Mexico advances on carbon pricing scheme
Mexico City, March 5, 2014: Some 30 countries -- representing about 80% of global greenhouse gas emissions -- met this week in Mexico to discuss domestic approaches to greenhouse gas mitigation, including initiatives that put a price on carbon such as domestic emissions trading schemes and carbon taxes.
The World Bank’s Partnership for Market Readiness (PMR) -- which brings together developing and developed nations -- is an important platform for countries to share information on their respective low emissions development actions. It supports a larger climate strategy to put a price on carbon.
Hosted by the government of Mexico, the PMR held its 8th Partnership Assembly meeting this week followed by a high-level conference today on domestic action and carbon pricing instruments where PMR participants including Mexico, China, South Africa, Brazil, the United States, and the European Commission presented their domestic strategies on climate action.
Mexico and South Africa discussed the establishment of a carbon tax in their respective countries. In January of this year, Mexico introduced a carbon tax on fossil fuels based on a fuel’s carbon content to encourage a shift to cleaner energy sources. The law foresees using offsets to pay for the tax, thus promoting the growth of mitigation projects in Mexico and the creation of a domestic carbon market. Mexico also mentioned that it will develop a cap-and-trade scheme for the energy sector, as part of its energy reform.
“In Mexico, carbon markets form part of a comprehensive policy towards climate change mitigation, which includes a number of instruments such as a carbon tax, cap-and-trade and national carbon registries. In fact, I see our carbon tax as the start engine for a Mexican carbon market”, said Rodolfo Lacy, Deputy Secretary of Planning and Environmental Policy of SEMARNAT, Mexico. “We urge fellow countries to step up their effort to combat climate change and embrace mitigation initiatives suitable for their national circumstances.”
China updated on the progress of its seven emissions trading schemes which are being piloted in cities and provinces covering 250 million people and one-third of China’s economy. Mr. Wang Shu of the National Development and Reform Commission also spoke about the national emissions trading scheme which China is hoping to put in place before 2020, with a single price on carbon.
Brazil discussed domestic mitigation actions to be implemented by 2020, such as targeted emission reductions of 36-39% (compared with projected emissions) in sectors including heavy industry, agriculture and forestry. Mr.
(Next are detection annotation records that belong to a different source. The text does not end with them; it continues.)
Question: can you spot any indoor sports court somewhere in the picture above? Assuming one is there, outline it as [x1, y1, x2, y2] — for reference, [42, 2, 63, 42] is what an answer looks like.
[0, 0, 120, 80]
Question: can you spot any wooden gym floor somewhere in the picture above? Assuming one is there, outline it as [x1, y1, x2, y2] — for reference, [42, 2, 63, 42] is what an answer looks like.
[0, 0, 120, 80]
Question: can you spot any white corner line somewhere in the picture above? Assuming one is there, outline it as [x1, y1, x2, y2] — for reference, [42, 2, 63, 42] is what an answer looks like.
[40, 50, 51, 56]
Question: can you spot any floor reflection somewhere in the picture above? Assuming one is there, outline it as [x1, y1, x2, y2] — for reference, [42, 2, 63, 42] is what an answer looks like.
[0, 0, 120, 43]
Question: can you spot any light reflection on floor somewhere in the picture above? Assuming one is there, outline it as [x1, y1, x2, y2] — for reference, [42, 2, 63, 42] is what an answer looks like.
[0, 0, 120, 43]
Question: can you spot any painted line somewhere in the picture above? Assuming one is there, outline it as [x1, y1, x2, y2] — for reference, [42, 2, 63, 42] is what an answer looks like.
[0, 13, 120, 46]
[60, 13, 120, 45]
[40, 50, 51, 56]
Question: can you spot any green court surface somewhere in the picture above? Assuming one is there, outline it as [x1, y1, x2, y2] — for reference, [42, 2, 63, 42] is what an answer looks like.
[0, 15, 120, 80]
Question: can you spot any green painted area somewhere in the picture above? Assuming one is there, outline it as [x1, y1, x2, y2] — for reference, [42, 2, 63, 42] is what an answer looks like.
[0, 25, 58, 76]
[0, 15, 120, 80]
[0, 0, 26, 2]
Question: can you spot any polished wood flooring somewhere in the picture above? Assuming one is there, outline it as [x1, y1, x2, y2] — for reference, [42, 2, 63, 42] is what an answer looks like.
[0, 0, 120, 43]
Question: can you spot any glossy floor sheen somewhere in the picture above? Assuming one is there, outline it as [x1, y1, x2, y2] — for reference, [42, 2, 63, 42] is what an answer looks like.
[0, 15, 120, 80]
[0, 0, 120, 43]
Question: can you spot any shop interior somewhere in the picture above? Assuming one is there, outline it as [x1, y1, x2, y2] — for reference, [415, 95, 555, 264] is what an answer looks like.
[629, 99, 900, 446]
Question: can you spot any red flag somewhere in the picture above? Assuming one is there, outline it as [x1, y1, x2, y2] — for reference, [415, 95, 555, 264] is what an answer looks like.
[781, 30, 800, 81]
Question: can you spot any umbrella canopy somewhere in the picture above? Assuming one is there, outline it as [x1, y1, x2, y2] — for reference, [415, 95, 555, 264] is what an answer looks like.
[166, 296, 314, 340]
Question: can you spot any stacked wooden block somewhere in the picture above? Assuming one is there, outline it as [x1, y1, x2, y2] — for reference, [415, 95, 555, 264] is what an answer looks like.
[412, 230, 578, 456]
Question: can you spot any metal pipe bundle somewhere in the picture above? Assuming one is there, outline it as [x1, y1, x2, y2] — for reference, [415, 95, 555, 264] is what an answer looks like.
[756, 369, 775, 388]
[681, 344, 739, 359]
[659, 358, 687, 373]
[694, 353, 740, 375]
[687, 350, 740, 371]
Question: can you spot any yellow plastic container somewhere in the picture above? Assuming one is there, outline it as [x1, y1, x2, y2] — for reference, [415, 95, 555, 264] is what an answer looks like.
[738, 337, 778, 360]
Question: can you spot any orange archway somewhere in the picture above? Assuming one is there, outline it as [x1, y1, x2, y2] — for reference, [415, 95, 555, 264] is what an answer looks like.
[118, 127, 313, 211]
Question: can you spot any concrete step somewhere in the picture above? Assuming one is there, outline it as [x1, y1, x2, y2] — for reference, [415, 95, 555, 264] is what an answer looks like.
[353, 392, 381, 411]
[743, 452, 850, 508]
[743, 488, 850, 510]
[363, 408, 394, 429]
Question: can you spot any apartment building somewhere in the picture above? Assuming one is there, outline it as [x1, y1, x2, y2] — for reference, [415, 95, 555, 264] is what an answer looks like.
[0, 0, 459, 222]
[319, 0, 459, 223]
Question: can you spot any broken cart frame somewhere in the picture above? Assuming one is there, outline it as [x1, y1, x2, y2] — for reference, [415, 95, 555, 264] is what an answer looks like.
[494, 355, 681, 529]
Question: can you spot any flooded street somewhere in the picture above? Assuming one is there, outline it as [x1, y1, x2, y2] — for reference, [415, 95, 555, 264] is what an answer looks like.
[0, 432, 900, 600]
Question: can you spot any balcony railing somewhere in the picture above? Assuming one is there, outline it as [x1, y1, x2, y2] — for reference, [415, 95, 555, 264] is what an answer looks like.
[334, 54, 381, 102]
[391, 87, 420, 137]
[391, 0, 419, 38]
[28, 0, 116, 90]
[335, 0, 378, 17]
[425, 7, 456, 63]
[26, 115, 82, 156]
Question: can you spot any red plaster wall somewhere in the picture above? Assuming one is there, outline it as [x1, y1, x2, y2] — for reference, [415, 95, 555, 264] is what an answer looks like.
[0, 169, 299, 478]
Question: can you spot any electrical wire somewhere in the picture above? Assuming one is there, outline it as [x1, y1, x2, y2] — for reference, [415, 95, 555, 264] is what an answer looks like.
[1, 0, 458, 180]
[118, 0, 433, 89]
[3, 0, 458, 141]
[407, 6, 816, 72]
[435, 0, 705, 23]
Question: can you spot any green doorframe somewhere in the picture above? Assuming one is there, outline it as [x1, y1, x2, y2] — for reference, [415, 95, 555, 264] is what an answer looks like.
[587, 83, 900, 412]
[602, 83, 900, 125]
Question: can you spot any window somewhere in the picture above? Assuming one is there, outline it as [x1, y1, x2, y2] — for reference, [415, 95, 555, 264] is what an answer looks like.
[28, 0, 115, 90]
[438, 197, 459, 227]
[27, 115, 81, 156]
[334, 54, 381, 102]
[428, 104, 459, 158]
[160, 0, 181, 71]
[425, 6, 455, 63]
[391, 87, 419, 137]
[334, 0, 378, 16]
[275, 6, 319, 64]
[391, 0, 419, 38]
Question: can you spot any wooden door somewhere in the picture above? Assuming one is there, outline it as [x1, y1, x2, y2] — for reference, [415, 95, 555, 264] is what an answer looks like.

Adriano Santhiago, Director of Climate Change at the Ministry of Environment, presented results to date, including a 79% reduction in deforestation in 2013 compared to 2004.
During the Partnership Assembly earlier in the week, PMR countries showed concrete steps forward. Thailand presented its final Market Readiness Proposal which outlines an energy efficiency trading scheme that could set the country up for a domestic emissions trading scheme one day. The assembly allocated $3 million to implement this plan of action.
"This meeting clearly shows that countries are ready to advance on climate action on the ground and willing to share experiences – successful or challenging - with each other. Eighteen countries, supported by the PMR, are now developing concrete plans that put a price on carbon,” said Ede Ijjasz-Vasquez, Director for Sustainable Development in Latin America and the Caribbean at the World Bank.
Also on Monday, the governments of Morocco and Colombia presented their draft Market Readiness Proposals. Morocco is considering the implementation of large-scale sectoral crediting mechanisms in electricity generation, cement production, and phosphates processing and will focus on building systems for data management and Monitoring, Reporting and Verification (MRV) in each sector.
Colombia is focusing on low carbon development in the urban transport sector which includes, among other things, a domestic offset scheme to support projects financed by a fuel carbon levy and the introduction of a vehicle emissions performance standard.
Two new countries, Tunisia and Kazakhstan, joined the PMR. Tunisia will use PMR support to design and test scaled-up emission reductions crediting mechanisms in the cement and energy sectors, and Kazakhstan is seeking technical support for the implementation of its national emissions trading scheme.
Established in 2011 by the World Bank, the Partnership for Market Readiness (PMR) is a grant-based, global partnership that provides systemic support and funding for technical and institutional capacity development and piloting of new and innovative market-based instruments in order to scale up climate change mitigation efforts.